Bilim ve edebiyat, alanı toplum olan iki yakın uğraştır. Epidemiyolojik araştırmalarda, mekan, zaman ve kişilerin tanımlanması gerekli koşuldur, çok iyi resmedilmesi gerekir. Toplumsal bir gerçekliği sunan her türlü anlatım için de aynı özellikler geçerlidir. En azından iyi romanların bir bölümünde mekan, zaman ve kişilerin anlatım derinliği o eserin değerini belirler.Epidemiyoloji başta olmak üzere diğer bilim dallarının edebiyatla akrabalığı buradan başlar ve devam eder. Bir bilim insanı, büyük edebiyatçıların eserlerinden beslenerek büyür.
Çoğumuz Yaşar Kemal ile çocuk yaşlarda tanıştık.
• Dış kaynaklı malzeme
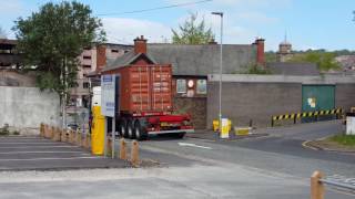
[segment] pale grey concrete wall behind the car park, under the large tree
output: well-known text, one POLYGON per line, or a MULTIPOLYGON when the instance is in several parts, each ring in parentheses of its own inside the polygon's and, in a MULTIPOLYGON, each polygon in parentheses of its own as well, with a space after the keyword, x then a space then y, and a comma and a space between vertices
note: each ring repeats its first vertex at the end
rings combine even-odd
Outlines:
POLYGON ((39 133, 40 123, 60 124, 60 102, 54 93, 0 86, 0 127, 9 124, 21 133, 39 133))

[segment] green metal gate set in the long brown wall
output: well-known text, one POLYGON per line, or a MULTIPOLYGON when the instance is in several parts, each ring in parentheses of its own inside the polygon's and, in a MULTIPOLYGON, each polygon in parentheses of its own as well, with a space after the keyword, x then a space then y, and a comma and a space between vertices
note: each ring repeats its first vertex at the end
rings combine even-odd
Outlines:
MULTIPOLYGON (((335 106, 335 85, 302 85, 302 112, 333 109, 335 106)), ((314 119, 331 119, 329 116, 314 119)), ((306 119, 304 122, 311 122, 306 119)))

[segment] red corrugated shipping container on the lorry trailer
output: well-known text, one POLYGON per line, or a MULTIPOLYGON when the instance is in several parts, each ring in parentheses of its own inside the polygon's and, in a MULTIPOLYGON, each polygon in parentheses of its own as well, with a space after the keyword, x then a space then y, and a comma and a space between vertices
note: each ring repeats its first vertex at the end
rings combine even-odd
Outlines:
POLYGON ((172 111, 170 64, 128 65, 108 72, 120 74, 120 111, 126 114, 172 111))

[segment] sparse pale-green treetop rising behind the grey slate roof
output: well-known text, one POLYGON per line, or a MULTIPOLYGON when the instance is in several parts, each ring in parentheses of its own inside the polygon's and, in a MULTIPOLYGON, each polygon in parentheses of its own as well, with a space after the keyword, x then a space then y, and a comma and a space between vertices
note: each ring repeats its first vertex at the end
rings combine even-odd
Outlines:
POLYGON ((180 31, 172 29, 172 41, 176 44, 207 44, 214 39, 211 28, 205 27, 204 19, 199 23, 197 14, 190 14, 190 18, 181 25, 180 31))

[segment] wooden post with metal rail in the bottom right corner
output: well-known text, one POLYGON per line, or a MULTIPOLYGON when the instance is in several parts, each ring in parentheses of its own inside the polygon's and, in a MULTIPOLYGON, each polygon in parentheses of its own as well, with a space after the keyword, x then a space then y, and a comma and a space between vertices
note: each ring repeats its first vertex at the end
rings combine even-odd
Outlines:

Geçen hafta kaybettiğimiz büyük yazar Yaşar Kemal’in, Anadolu’nun binlerce yıllık tarihinde süzdüğüanlatımlarını yakın bulduk. Schiller’in 1795 yılında yaptığı saf (naif) veya duygusal (sentimantelisch) kategorisinde, Yaşar Kemal anlatımı, saf, doğaya yakın, olması gereken bir tarzı temsil ediyordu. Sanki anlatılanları bizler de zaten biliyorduk ama Yaşar Kemal bunları söylediğinde daha bir güven duyuyor, iyi hissediyor, anlatılanı bizim hikayemiz olarak kabul ediyorduk.
“Yalanın gücü doğrunun güçsüzlüğünden değildir. Yalan teşkilat kurmuş, doğru yalnızdır. Yalanın geleneği var, senin doğrunun her gün yeniden yaratılması gerek. Her gün bir şafak çiçeği gibi yeniden açması gerek.”
Bu sözler kimi zaman bizim için teselli oldu. Zor zamanlarımızda bilime sığındık, bilime tutunduk, Galilei’i, Kopernik’i hatırladık ve bir de Yaşar Kemal’in sözleri bize iyi geldi, hah işte evet bu dedik. Özellikle zayıf ve yorgun düştüğümüzde, tıpkı bir aile büyüğünün teselli edici sözleri gibi. Fişek gibi koşan delikanlıları kesmezdi belki bu sözler ama yorulmuş, vurulmuş, umutsuzluğa yaklaşmış, bir soluk almak ihtiyacında olanlara iyi geldi.
“İnsanoğlu umutsuzluktan umut yaratandır…” demişti.
Gelecek için umut doluyuz, çünkü bilimin ve sanatın kalıcılığından kuşku duymuyoruz.